United States District Court, E.D. Michigan, Southern Division

January 6, 2015

EAST BAY WOMEN'S HEALTH, INC., and YVETTE GENTRY, M.D., Plaintiffs,
v.
GLOSTREAM, INC., Defendant

For East Bay Women's Health, Inc., Yvette Gentry, M.D., Plaintiffs: David M. Blanchard, Nacht, Roumel, Salvatore, Blanchard & Walker, P.C., Ann Arbor, MI USA; Matthew Allen Brinegar, Physicians' Advocates, Berkeley, CA USA.

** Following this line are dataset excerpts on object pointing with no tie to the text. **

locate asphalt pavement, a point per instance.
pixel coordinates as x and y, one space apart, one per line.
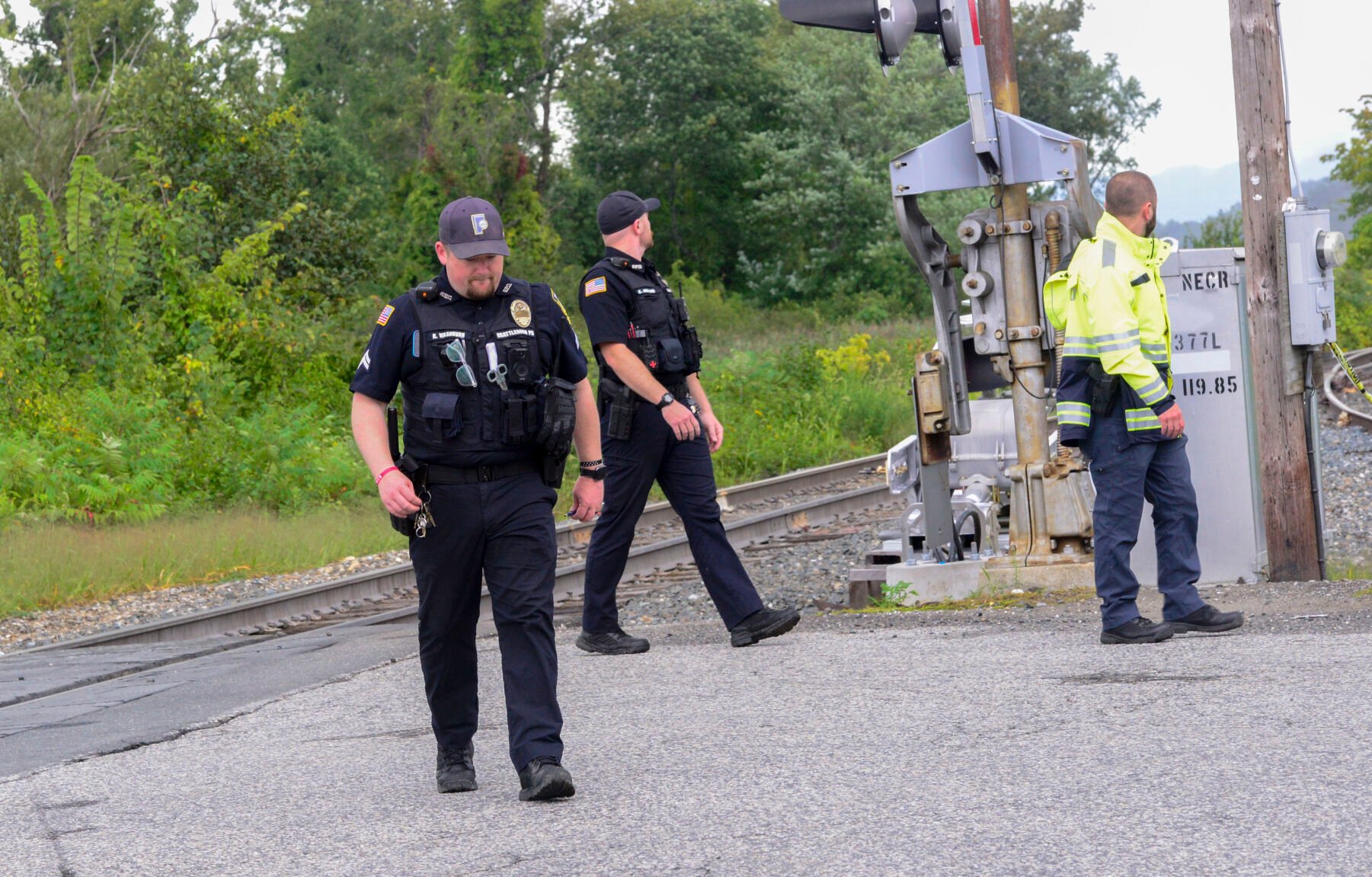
961 744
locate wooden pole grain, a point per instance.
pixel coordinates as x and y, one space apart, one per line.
1264 166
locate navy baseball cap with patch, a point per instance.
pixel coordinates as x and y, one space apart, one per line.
472 227
620 209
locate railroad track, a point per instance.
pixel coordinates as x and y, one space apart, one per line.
363 599
1335 382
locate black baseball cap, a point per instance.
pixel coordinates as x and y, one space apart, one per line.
472 227
620 209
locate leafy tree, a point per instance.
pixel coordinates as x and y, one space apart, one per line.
1223 229
1063 88
663 98
1353 282
820 221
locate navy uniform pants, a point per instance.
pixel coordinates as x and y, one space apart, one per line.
654 453
505 530
1127 474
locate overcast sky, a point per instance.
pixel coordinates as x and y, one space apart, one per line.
1179 50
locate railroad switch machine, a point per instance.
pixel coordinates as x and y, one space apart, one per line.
1210 378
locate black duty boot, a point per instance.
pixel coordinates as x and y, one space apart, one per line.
544 780
1207 619
762 625
456 772
612 642
1137 630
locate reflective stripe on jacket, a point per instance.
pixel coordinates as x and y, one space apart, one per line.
1115 312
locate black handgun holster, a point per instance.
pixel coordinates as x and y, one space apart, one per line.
1103 389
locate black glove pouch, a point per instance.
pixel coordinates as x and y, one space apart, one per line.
1103 389
671 356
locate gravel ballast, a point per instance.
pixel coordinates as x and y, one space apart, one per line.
807 574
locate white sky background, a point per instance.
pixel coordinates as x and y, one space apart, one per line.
1179 50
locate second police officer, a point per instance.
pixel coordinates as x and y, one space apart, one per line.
489 366
656 424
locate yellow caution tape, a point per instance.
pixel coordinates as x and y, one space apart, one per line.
1348 370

For Glostream, Inc., Defendant: Steven M. Potter, LEAD ATTORNEY, Rick J. Patterson, Robert C. Clark, Potter, DeAgostino, O'Dea & Patterson, Auburn Hills, MI USA; Thomas M. DeAgostino, Potter, DeAgostino, Auburn Hills, MI USA.

OPINION AND ORDER GRANTING IN PART AND DENYING IN PART DEFENDANT'S MOTIONS TO DISMISS [ECF No. 15]

Honorable LINDA V. PARKER, UNITED STATES DISTRICT JUDGE.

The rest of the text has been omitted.